Are We Ready To Construct Submarine Pipelines in the Arctic?

Submarine pipelines in Arctic seas have been under consideration for more than 25 years but few have been built. Technical difficulties include ice gouging and subgouge deformation, strudel scour, marine permafrost, and leak detection and repair. The objective of the full-length paper is to review the state of knowledge and to assess the readiness of the pipeline industry for Arctic pipeline development.

Introduction

Twenty-five years ago, Arctic offshore hydrocarbon resources seemed on the verge of rapid and energetic development, but cost and technical uncertainty made the economics questionable.
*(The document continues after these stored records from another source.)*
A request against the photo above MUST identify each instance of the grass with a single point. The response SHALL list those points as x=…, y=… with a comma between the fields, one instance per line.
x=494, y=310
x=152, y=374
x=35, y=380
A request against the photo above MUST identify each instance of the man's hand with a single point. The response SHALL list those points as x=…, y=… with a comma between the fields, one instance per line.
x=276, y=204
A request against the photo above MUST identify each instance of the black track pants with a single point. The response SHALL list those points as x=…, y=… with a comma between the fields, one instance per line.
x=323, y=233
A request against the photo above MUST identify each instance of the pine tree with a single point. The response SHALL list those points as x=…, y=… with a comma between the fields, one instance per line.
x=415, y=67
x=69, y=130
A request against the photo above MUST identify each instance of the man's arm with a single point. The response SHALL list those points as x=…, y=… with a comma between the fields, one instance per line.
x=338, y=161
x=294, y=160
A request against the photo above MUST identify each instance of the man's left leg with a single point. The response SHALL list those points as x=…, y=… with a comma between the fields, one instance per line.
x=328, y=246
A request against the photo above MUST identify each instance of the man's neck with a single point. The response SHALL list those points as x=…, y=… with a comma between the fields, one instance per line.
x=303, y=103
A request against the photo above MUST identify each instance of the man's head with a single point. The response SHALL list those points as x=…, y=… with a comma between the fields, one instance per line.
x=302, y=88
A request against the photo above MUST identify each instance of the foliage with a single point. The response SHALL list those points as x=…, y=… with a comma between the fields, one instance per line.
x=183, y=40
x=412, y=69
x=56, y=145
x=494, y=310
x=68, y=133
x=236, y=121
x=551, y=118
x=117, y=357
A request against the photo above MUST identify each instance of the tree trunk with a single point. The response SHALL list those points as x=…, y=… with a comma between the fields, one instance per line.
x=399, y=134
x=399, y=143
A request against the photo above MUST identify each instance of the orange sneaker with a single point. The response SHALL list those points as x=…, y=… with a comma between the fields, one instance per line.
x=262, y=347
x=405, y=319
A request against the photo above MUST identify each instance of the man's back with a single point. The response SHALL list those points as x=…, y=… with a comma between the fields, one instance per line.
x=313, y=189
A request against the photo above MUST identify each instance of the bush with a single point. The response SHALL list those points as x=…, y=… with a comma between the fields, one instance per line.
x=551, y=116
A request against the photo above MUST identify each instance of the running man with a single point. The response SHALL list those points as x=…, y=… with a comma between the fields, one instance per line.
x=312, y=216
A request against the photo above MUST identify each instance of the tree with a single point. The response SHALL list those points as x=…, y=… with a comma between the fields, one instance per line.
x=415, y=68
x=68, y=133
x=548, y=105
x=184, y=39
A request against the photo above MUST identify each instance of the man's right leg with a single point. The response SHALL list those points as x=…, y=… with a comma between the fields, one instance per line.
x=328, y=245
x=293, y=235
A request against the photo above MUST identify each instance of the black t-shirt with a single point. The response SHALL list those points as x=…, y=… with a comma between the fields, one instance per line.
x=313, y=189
Today, some Arctic projects appear economically and technically feasible and are receiving renewed interest in both the North American and Russian Arctic although there are still technical questions and environmental opposition. All indications are that the industry will begin with the less ambitious and less difficult projects and apply the lessons learned to the more difficult projects.

Ice Gaoging

Large masses of ice are pushed by ice sheets and pack ice driven by wind and currents. In the western North American Arctic and in the Arctic islands there are no true icebergs but many multiyear ridges and occasional ice islands. True icebergs exist in the eastern Arctic.

When ice masses run aground they continue to move and can cut gouges more than 50 m wide and 5 m deep into the seabed. The most intense gouging occurs in water 20 to 30 m deep. Research has confirmed that ice gouging is a contemporary process (gouges seen today are not relics left over from different climatic conditions or sea levels). The force required to cut a deep gouge is of the order of 100 MN. Gouge profile interpretation is complicated by the fact that a profile is a dynamically changing picture influenced by gouge infill produced by repeated gouging and by normal seabed-sediment transport caused by waves and currents.

Burying the pipeline below gouge depth is not sufficient for pipeline protection because intense deformation occurs beneath a gouge and the pipeline can be damaged by being dragged with the seabed soil below a gouging ice mass.